Un estudio efectuado y publicado por el Fondo Mundial de la Fauna Silvestre (WWF, por sus siglas en inglés), un organismo asesor de la Unesco en temas ambientales, precisó que de las 229 reservas naturales con esa categoría en el mundo, alrededor de 114 son impactadas por concesiones de gas, petróleo, hidroeléctricas, minería, o por otra actividad industrial “dañina”.

Panamá cuenta con tres sitios naturales que poseen esa distinción: el Parque Nacional Coiba en Veraguas, el Parque Nacional Darién, y el Parque Internacional La Amistad, ubicado entre Chiriquí y Bocas del Toro.

Este último está dentro de la lista de las 114 reservas “amenazadas por actividades industriales perjudiciales”. En esa condición igualmente están otros sitios como: la Reserva de la Biosfera El Pinacate y Gran Desierto de Altar en México, el Parque Nacional Huascarán en Perú, el Parque Nacional del Río Subterráneo de Puerto Princesa en Filipinas, el Santuario Nacional de Aves de Djudj en Senegal, y la Bóveda de Vredefort, en Sudáfrica.

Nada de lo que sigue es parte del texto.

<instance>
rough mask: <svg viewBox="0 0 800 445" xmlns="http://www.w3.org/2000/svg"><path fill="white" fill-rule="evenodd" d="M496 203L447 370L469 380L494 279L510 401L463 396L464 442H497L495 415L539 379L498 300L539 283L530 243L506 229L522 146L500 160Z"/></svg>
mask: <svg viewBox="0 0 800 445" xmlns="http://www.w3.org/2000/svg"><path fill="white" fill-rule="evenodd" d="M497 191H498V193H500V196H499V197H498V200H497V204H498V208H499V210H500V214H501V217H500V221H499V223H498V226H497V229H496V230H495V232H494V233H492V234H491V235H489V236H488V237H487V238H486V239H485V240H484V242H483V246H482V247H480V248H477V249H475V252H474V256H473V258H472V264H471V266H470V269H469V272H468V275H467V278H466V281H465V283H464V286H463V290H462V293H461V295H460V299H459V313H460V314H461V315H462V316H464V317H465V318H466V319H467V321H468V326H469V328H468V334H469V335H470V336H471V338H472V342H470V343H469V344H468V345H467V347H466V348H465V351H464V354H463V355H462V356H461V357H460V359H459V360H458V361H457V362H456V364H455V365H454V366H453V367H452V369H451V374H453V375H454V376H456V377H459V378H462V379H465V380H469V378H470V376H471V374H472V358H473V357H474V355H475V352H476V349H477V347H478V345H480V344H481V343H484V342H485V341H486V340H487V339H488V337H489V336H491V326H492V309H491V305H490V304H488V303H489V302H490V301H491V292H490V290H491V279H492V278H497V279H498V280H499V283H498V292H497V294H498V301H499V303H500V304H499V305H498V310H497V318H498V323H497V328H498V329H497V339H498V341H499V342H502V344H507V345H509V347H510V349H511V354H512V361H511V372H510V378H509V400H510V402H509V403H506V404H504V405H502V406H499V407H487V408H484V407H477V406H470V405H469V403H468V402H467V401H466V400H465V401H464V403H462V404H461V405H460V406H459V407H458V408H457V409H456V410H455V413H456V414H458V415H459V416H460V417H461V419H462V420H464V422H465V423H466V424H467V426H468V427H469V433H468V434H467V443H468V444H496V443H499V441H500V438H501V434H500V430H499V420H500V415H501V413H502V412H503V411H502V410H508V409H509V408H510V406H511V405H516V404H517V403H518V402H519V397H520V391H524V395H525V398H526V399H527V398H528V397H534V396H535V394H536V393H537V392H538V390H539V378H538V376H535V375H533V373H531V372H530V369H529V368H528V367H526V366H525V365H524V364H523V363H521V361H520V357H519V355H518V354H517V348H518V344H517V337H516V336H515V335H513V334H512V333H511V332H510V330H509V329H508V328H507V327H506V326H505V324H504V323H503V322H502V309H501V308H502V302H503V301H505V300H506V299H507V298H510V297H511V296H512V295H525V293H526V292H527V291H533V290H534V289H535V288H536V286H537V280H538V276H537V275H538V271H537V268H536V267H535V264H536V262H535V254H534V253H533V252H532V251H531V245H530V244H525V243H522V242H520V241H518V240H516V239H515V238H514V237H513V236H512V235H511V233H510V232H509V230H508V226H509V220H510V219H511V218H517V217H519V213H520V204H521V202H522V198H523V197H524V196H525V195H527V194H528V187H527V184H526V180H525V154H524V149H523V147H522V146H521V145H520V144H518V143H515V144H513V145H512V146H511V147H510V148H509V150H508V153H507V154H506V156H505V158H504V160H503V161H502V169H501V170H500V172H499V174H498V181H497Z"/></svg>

En estos momentos, el Ministerio de Ambiente elabora un plan de evaluación ambiental sobre el Parque Internacional La Amistad para obtener un diagnóstico de esa reserva.

Samuel Valdés, director de Áreas Protegidas de esa entidad, explicó en su momento que la idea es conocer cuánto han avanzado los asentamientos humanos en ese parque natural, y cuál ha sido el impacto de actividades como la ganadería y la construcción de hidroeléctricas en la zona.

Expresó que eso permitirá determinar las próximas estrategias para, junto con Costa Rica, conservar ese refugio. Precisamente, entre 2015 y 2016 ambas partes han sostenido reuniones y han realizado recorridos por el área.